Investigative journalism’s AI challenges: accuracy and bias, explainability and resources

Having outlined the range of ways in which artificial intelligence has been applied to journalistic investigations in a previous post, some clear challenges emerge. In this second part of a forthcoming book chapter, I look at those challenges and other themes: from accuracy and bias to resources and explainability.

The most basic challenge facing investigative journalists wanting to apply artificial intelligence is practicality: not only do AI technologies such as machine learning require a certain combination of skill sets and the time and resources to bring those together, but also the availability of a sufficient quality and quantity of data to train models (Dorr, 2015; Stray, 2019) and the computational infrastructure to run them.

These practical challenges sometimes lead newsrooms to outsource part or all of projects involving AI, or partner with external parties.

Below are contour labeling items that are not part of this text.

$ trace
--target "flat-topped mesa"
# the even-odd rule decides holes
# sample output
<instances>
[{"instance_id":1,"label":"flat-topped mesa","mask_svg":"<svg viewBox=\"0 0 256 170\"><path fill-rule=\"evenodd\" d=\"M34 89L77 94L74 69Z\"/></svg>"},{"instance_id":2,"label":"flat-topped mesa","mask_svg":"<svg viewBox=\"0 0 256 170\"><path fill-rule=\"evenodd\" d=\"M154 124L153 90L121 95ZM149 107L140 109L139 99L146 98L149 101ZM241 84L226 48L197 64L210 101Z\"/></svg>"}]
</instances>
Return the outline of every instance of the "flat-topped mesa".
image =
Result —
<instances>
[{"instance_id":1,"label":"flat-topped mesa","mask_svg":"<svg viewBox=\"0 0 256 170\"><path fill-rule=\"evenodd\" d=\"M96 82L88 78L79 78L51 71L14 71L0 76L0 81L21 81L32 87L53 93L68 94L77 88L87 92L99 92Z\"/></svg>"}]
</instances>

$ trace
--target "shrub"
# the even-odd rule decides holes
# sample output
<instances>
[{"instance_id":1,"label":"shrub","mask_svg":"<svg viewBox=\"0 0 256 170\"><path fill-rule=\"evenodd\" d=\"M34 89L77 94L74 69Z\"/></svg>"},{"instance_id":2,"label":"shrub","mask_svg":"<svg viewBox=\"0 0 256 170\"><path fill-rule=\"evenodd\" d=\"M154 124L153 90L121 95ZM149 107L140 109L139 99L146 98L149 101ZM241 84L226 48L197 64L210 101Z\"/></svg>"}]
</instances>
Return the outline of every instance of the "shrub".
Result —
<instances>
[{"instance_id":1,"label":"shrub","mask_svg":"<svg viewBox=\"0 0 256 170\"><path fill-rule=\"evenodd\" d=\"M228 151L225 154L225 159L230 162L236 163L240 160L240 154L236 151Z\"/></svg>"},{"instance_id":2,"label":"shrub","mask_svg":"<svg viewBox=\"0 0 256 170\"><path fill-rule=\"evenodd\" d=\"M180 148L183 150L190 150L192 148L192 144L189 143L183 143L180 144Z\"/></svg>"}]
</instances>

The New York Times’s investigation into bomb craters in Gaza, for example, used a third-party object detection platform, partly because of the computing power required.

“Satellite images can easily surpass several hundred megabytes or even a couple gigabytes,” reporter Ishaan Jhaveri explained. “Any local development work on satellite images would naturally be clunky and time-consuming.”

And while the International Consortium of Investigative Journalists “doesn’t outsource the work of training data to ensure accuracy”, they did use a machine learning tool called Snorkel to help classify text and images, while the open source intelligence platform Bellingcat has used the Ship Detection Tool — a machine learning algorithm run on Google Earth Engine — in its investigations.

The use of third party tools such as Google’s Pinpoint, Cloud Document AI and Gemini, and OpenAI’s ChatGPT, raises issues around independence and power, and — where editorial information is fed into such tools — information security, copyright, privacy and data protection. Many organisations’ guidelines, for example, prohibit “entering confidential information, trade secrets, or personal data into AI tools.”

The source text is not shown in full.